(Let me preface this by admitting I am not on the financial fringe. I work hard for excellent compensation, and I have few complaints in that regard – but I know there are millions who work much harder for much less.)
If you read the editorial I linked, you should notice it’s not necessarily slamming the self-made wealth in our country, but rather the dumb luck wealth, the kind achieved by merely being born. I can’t see any extraordinary merit in that.
But beyond that, when you ask “why should it be otherwise?” – I can only counter with the fact that it has been otherwise, and that our most celebrated economic boasts are built on the idea that it is otherwise – or rather, was otherwise.
Unfortunately, the rules have changed to the point that there are millions of folks out there whose skills and/or drive would have been well rewarded in the past, but not now.

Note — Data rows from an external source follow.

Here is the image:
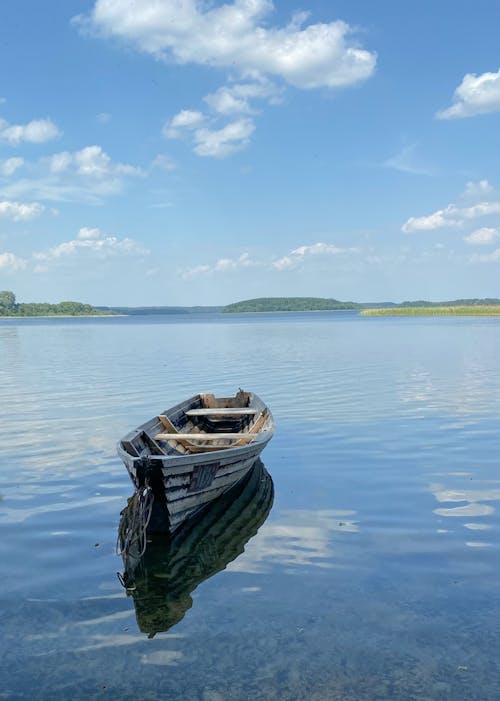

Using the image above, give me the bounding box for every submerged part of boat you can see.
[117,390,274,533]
[119,460,274,637]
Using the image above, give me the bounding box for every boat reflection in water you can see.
[119,459,274,637]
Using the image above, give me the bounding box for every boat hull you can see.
[117,398,273,533]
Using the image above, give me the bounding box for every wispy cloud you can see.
[0,157,24,177]
[464,226,500,246]
[436,70,500,119]
[80,0,376,89]
[401,180,500,233]
[0,252,27,272]
[471,248,500,263]
[179,242,359,280]
[0,200,44,221]
[272,242,358,270]
[179,253,256,280]
[382,144,435,176]
[0,118,61,146]
[83,0,377,158]
[1,145,146,203]
[33,227,149,272]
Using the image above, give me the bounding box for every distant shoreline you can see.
[0,314,123,321]
[360,305,500,316]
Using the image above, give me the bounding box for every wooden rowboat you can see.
[117,390,274,533]
[119,460,274,637]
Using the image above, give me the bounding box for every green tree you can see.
[0,290,16,315]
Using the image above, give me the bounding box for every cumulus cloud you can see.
[203,77,281,116]
[464,180,494,199]
[0,118,61,146]
[162,110,205,139]
[0,252,26,271]
[163,100,262,158]
[402,191,500,234]
[47,146,143,179]
[464,226,500,246]
[0,158,24,177]
[33,227,149,264]
[471,248,500,263]
[2,145,146,203]
[81,0,376,89]
[193,119,255,158]
[82,0,376,158]
[180,253,261,280]
[179,242,359,280]
[272,242,357,270]
[382,144,434,175]
[0,200,44,221]
[151,153,177,170]
[436,70,500,119]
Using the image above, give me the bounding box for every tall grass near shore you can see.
[360,305,500,316]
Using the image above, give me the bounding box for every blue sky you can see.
[0,0,500,305]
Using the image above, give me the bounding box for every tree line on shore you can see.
[0,290,103,316]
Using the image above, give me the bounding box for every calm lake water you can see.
[0,313,500,701]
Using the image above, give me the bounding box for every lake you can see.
[0,312,500,701]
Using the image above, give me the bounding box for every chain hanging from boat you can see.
[116,484,154,586]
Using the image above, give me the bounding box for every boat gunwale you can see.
[116,392,274,467]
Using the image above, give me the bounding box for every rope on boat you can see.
[116,485,154,562]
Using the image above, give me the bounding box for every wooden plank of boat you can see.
[157,407,269,453]
[155,433,255,441]
[185,408,258,416]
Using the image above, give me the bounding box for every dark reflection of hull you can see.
[118,460,274,636]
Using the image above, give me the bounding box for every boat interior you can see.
[122,389,270,457]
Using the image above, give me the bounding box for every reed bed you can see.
[361,305,500,316]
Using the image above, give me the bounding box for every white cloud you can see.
[464,226,500,246]
[471,248,500,263]
[382,144,434,175]
[2,145,146,203]
[0,119,61,146]
[0,158,24,177]
[179,253,261,280]
[203,77,281,116]
[33,227,149,272]
[436,70,500,119]
[179,243,359,280]
[151,153,177,170]
[402,196,500,234]
[0,252,26,271]
[272,242,357,270]
[0,200,44,221]
[83,0,376,88]
[464,180,494,199]
[162,110,205,139]
[47,146,143,179]
[193,118,255,158]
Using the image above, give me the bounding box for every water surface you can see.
[0,312,500,701]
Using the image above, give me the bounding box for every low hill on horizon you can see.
[222,297,500,314]
[223,297,362,314]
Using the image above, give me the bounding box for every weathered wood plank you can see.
[186,407,258,416]
[155,433,255,441]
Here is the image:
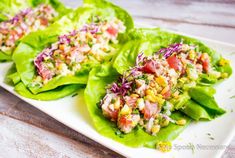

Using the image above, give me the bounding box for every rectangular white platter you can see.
[0,25,235,158]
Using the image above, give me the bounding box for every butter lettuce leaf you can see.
[84,64,190,148]
[0,0,72,62]
[9,0,133,100]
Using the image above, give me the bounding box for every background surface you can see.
[0,0,235,158]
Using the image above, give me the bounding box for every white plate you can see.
[0,27,235,158]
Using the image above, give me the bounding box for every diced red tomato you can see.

Proponents of the old “can do” attitude used to (and some still do) brag that if you’re willing to work hard, you can make it in America – that was the essence of the American Dream. It wasn’t necessarily about become filthy rich, but living in a relative degree of comfort and economic security.
American workers have achieved all-time highs in productivity which, at least in part, have America’s most prominent corporations at similar highs in profitability. So how is it workers receive an ever decreasing share of the “gravy” they’ve been so vital to creating?
Does that really strike you as a merit-based system?